The truly low income (defined by federal guidelines) are not in this market even if they are lucky enough to have a 401k plan with their crappy paying job. Most of these jobs do not pay a living wage. The 401k deduction would literally take food out of their kid's mouths.

Perhaps your referring to the working class/lower middle class? Many of these people are in the market through 401k contributions. They have no choice. Few companies have defined benefit plans. It's a rarity when I hear about one still in existence. The saviest of this group also realize that 401k distributions and Social Security benefits are unlikely to produce adequate retirement income. There is a whole industry selling them supplemental retirement plans via UVL Mutual Fund products and they are buying. A few of them have the confidence to manage their own investments with an e-trading account to boot. More power to them.

You do have legions of lower income college/graduate students and young "yet to be professional" in the market, but they are the middle class in disguise...just give them a few years.

This is a truly "middle class" phenomenon.

>>>This will close the banks and put cigars into the mouths of everyone as workers become NASDQ junkies.<<

Industries will still have to look to banks for financing. It is a small minority of companies in certain risky sectors with some very high profile names that can exchange stock for capital. My suspicion is that the constant yakking by CNBC and the like about venture capital dollars leads us to believe that there is a vast financing change underway. Banks that remain competitive in commercial lending will do just fine and have plenty of customers.

>>>My concern, of course is that when everyone is rich, who will work?<<<

Everyone will not be rich. It's a small minority of millionaire secretaries, grounds keepers and janitors who are "rich." They got that way through stock options rather than straight NAZ trading....Most of them are still "on the job."

>>>It is a revolution and a relatively quiet one at that.<<<

I agree certainly with that statement...And I doubt that many of us here would have the kind of success we've had if we were still relying completely on full-service brokers for execution and print for research and analysis.

In spite of the superior attitude often displayed on Silicon Investor we are just as much a part of the phenomenon as the trucker/housewife/disabled retiree/facotry worker/student/soldier/lawyer/programmer trader we so gleefully bash. "They" are us.

Perhaps as a group we are savier and more watchful of the market, but we have contributed our fair share to the very volatility we bemoan.
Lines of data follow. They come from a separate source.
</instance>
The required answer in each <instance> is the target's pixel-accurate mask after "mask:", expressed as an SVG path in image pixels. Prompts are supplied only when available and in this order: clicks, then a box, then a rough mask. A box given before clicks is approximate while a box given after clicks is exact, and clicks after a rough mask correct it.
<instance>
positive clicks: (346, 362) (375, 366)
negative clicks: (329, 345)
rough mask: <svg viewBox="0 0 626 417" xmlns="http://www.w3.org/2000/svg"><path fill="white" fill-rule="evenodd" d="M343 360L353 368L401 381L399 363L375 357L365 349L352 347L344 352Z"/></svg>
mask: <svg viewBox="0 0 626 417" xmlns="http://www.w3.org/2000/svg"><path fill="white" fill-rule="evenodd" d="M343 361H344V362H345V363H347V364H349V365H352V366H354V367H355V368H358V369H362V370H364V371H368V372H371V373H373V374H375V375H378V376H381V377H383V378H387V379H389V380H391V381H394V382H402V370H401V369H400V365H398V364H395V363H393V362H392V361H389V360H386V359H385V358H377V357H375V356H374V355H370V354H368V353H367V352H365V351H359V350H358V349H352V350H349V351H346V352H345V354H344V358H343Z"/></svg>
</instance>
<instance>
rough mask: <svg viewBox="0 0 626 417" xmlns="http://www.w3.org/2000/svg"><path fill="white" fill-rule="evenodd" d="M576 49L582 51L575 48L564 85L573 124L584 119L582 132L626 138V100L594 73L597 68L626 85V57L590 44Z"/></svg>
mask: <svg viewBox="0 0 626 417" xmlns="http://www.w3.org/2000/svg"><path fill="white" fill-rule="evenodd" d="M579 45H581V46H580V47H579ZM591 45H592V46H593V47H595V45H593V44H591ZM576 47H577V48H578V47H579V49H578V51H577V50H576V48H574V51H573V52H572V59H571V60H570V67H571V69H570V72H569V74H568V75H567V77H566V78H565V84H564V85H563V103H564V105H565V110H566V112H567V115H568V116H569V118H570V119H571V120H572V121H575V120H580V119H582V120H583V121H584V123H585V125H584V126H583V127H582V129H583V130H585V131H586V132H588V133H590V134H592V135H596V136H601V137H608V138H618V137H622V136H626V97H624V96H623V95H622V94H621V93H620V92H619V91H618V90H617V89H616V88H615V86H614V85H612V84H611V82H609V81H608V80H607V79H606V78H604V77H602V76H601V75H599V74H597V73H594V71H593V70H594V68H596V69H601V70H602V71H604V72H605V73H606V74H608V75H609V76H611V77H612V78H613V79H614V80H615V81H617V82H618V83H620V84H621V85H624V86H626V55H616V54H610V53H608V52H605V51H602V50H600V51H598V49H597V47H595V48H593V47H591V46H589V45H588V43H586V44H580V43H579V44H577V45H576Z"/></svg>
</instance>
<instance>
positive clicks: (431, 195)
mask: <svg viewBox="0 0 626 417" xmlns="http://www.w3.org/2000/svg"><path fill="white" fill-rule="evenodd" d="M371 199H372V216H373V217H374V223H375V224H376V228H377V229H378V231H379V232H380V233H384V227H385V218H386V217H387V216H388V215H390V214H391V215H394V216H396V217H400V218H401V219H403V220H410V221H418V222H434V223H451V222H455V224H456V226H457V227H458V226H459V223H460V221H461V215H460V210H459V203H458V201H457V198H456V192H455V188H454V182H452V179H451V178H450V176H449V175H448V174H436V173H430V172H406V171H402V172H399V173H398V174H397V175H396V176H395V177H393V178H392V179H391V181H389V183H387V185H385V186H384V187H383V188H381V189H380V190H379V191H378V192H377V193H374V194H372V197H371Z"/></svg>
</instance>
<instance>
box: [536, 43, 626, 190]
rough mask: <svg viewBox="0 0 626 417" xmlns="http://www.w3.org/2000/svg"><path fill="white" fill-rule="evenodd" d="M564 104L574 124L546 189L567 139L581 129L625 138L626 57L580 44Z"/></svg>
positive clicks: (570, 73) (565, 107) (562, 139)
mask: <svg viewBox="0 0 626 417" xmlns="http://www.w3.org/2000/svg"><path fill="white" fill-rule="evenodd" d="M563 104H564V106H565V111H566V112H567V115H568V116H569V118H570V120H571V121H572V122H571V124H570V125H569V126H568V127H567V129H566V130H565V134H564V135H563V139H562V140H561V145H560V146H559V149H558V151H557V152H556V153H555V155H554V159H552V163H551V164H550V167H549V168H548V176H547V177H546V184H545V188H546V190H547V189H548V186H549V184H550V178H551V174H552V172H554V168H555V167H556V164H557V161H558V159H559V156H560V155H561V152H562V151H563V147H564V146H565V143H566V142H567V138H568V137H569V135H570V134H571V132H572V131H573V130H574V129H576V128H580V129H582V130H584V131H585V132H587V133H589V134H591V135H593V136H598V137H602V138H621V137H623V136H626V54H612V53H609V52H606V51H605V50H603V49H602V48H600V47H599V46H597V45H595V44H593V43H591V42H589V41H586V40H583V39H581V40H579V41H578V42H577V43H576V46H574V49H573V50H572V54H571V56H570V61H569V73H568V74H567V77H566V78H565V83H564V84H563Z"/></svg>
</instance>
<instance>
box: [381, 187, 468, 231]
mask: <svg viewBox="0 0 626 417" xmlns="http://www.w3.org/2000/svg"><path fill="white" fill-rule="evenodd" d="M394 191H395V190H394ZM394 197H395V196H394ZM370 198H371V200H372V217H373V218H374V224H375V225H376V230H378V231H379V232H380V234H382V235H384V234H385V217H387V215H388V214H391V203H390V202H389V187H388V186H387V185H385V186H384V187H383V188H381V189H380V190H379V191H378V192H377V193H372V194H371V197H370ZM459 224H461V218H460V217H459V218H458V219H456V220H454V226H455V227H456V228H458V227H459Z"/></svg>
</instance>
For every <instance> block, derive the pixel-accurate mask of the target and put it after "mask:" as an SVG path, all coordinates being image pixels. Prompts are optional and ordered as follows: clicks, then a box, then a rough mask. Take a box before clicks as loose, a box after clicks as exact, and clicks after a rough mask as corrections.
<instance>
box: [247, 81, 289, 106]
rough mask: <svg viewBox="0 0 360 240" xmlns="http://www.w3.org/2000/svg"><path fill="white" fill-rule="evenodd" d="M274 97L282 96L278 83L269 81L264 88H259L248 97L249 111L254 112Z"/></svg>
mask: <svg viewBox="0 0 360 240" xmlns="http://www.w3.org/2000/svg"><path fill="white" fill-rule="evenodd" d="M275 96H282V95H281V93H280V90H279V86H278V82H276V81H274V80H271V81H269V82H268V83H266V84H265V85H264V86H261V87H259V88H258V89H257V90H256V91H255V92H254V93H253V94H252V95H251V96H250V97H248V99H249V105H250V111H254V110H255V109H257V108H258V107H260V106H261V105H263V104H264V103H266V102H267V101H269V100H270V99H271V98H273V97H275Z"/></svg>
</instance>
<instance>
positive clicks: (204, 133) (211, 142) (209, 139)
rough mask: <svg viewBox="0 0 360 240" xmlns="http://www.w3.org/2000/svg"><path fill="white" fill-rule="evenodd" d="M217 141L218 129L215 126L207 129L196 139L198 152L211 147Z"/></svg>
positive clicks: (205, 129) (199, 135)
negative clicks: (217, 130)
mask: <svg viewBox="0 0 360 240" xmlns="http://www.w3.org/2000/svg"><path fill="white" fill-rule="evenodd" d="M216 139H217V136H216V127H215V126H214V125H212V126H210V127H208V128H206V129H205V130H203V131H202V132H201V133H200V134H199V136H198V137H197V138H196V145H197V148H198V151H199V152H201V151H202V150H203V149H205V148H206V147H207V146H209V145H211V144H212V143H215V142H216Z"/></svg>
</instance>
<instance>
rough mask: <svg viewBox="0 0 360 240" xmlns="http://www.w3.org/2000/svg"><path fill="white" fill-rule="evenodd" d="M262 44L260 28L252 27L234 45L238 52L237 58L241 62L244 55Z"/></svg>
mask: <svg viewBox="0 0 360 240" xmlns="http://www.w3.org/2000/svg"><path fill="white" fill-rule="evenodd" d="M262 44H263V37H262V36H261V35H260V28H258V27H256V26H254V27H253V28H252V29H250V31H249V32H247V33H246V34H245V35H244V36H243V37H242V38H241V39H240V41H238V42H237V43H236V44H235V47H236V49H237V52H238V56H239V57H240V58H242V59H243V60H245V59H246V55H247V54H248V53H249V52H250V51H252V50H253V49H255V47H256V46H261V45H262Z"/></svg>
To: Adelantado who wrote (14581)3/4/2000 2:09:00 PM
From: yard_man  Read Replies (2) | Respond to of 42523
 
Everyone can't attain wealth -- much of the wealth today -- paper gains are illusory. Suppose just 5% of folks sitting on paper gains decided to convert that paper to real goods -- got any idea what would happen to the markets?

You may well say -- with credit so readily available -- they don't need to convert -- just be loopy enough to go ahead and spend it now -- but that means a crash in asset values is inevitable after the last person gets in, company's buy back all the shares they can, etc. It takes an ever increasing flow to sustain the virtuous circle -- it will continue until it doesn't -- and when it doesn't -- poof to a good part of it and then we begin the virtuous circle in the other direction.

Get ready -- it will happen well before the election.